Mereka semua punya kekuatan, yang kurang hanyalah disiplin dan pengelolaan. Jika mereka bisa bekerja sama, Raja Qin pasti akan terkejut.
Memang Chu Tian belum pernah melatih pasukan, tapi di kehidupan sebelumnya ia pernah menerima pelatihan militer. Pada dasarnya, militer membutuhkan kesatuan dan kerja sama; selain jenderal yang baik, juga dibutuhkan prajurit yang kompak.
Untuk mencegah korban yang tidak perlu, ia memberikan pedang kayu dan mengajarkan teknik dasar pedang.
Setiap hari mereka harus berlatih sambil membawa beban. Awalnya, para petapa mengeluh karena bukan petapa tubuh, hanya tahu trik sederhana untuk menipu dan akhirnya tertangkap.
Tapi menghadapi tongkat Chu Tian, mereka harus bertahan. Tak satu pun ingin mati di tempat itu.
Di mata para prajurit, Chu Tian benar-benar seperti iblis; setiap hari ia menguras tenaga mereka hingga habis.
Sepulang latihan, mereka kelelahan dan badan terasa sakit. Dua hari pertama adalah yang paling berat, banyak narapidana merangkak keluar di hari kedua.
Namun, mereka bersyukur karena Chu Tian tidak pelit dalam urusan makan dan pakaian—bahkan porsi makanan ditambah.
Siang hari itu, udara musim semi mulai bersalju, Chu Tian mencari tempat bagus dan menceritakan beberapa kisah:
“Di medan perang berbeda dengan tempat lain. Aku pernah ikut perang melawan bangsa iblis; kekuatan individu di medan perang, kecuali kau sudah mencapai tingkat tertinggi, tidak akan berguna.”
Intinya adalah membangun mental mereka, hal yang paling dikuasai Chu Tian. Dulu ia sendiri sering membual.
“Dulu kalian seperti apa? Tak berbeda dengan lumpur di pasar, tapi sekarang kesempatan ada di tangan kalian untuk mengubah nasib.”
“Saya bisa langsung bilang, jika berhasil menyelesaikan tugas ini, kalian akan jadi kavaleri besi Kekaisaran Qin, menakutkan tujuh kerajaan! Katakan, apakah kalian punya keyakinan?!”
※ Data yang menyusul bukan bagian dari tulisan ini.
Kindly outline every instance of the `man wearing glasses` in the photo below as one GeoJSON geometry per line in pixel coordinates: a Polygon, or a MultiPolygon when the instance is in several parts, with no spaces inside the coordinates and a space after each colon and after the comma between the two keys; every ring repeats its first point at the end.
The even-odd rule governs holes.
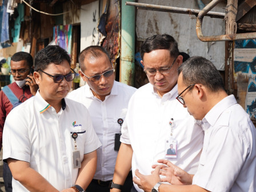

Mendengar itu, para narapidana membayangkan kejayaan Kekaisaran Qin, dan paham bahwa jenderal di depan mereka adalah orang kepercayaan Raja Qin, tidak mungkin bohong.
Mereka bukan orang bodoh; daripada terus mencuri dan akhirnya dipukuli serta dipenjara, lebih baik menjadi prajurit, bahkan bisa naik pangkat menjadi jenderal, memperoleh kehormatan dan keluarga, tak lagi sekadar mimpi.
“Kami bersedia!”
“Kami bersedia!”
“Kami bersedia!”
Menghadapi orang-orang seperti mereka, harus ada hukuman dan imbalan. Awal membunuh seseorang, itu untuk menegakkan kewibawaan di hati mereka, lalu memberi harapan agar mereka punya tujuan.
Lagi pula, harapan itu nyata dan bisa diwujudkan, karena Chu Tian sangat menekankan janji.
“Hari ini, kalian harus berlari mengelilingi Kota Raja Qin tiga putaran, tanpa menggunakan energi spiritual, dan wajib membawa beban dua puluh jin.”